Matthews’ approach to the interview is to take Barber through every single point made in his two YouTube ads– yes, it is as painful as it sounds. Matthews begins by asking who Barber would like to impeach when he says “I would impeach him.” Barber calls it a “metaphor to the fact that we don’t seem to want to hold our leaders accountable,” but wouldn’t say whether there were concrete illegal acts, though he hinted at tax fraud, tax evasion, and the Joe Sestak job pseudo-scandal.
Then the conversation shifted in that direction– to taxes– and became a murky swamp of income tax policy. Barber wants to replace all current taxes with a “fair tax,” which Matthews notes is not possible since the federal government can’t eliminate state taxes. “You would get rid of Social Security,” he responded, “capital gains, Medicare and Medicaid. You would get rid of the death tax.” At this point, Matthews loses his patience and repeatedly accuses him of not answering the question.
If this would have been the end of the interview, it would have been a fairly bad debut for Rick Barber in the national arena. But it wasn’t: He was then held accountable for his other ad, asked, “we don’t have a representative form of government?” He responded that “absolutely we do,” but Matthews continued, asking “why do you keep saying government is tyranny?” This goes on for a while, until Matthews rapidly switches gears, asking whether Barber has ever been audited.
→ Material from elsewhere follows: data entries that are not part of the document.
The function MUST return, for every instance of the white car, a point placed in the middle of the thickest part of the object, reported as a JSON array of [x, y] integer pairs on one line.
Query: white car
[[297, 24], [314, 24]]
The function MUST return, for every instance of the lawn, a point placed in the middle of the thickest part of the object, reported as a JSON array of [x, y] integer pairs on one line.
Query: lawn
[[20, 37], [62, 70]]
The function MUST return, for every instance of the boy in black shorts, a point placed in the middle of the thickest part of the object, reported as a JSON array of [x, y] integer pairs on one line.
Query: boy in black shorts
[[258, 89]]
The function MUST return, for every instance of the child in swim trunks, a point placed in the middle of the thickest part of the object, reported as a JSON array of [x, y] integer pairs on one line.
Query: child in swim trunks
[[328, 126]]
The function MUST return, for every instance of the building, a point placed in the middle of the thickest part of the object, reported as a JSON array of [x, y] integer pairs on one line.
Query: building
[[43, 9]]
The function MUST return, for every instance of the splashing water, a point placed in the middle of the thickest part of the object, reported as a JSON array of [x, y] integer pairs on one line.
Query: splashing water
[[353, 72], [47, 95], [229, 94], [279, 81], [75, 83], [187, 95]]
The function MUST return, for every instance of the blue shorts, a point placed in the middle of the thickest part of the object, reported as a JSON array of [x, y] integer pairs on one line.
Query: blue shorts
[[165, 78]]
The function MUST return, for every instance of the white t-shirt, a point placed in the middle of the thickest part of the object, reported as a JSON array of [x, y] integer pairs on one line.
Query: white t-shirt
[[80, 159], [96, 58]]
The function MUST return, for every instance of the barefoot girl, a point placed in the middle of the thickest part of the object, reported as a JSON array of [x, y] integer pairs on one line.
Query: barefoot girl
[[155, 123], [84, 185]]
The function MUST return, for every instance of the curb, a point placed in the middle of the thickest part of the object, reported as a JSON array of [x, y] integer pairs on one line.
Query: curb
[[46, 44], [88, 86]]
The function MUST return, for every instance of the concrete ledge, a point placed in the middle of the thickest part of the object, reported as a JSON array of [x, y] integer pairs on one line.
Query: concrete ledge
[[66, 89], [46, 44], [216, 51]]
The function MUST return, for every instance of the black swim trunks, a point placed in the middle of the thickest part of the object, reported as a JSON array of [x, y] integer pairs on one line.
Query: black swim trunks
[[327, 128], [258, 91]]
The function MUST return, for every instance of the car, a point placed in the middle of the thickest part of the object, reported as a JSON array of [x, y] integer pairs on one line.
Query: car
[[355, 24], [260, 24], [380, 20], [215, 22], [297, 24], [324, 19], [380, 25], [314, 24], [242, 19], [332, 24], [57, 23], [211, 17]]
The entire interview is fascinating, albeit extremely painful. In retrospect, comparing it to Maddow’s intelligent discussion with Rand Paul is doing it too much justice– it was readily apparent Matthews doesn’t have much respect for Barber at all, and Barber has a deer-in-headlights quality to him towards the end, as if he expected the interview to be easier. It’s difficult to imagine what made Barber think an interview with Chris Matthews would be a walk in the park given Matthews’– and MSNBC’s– reputation among right-wing candidates (maybe his experience with MSNBC contributor Dave Weigel on Monday?). But this isn’t the first time a pseudo-Tea Party candidate enters the fray with a liberal commentator and leaves a little scratched up, and while it may not do wonders for their campaign, the stark differences in ideas is what makes for great TV.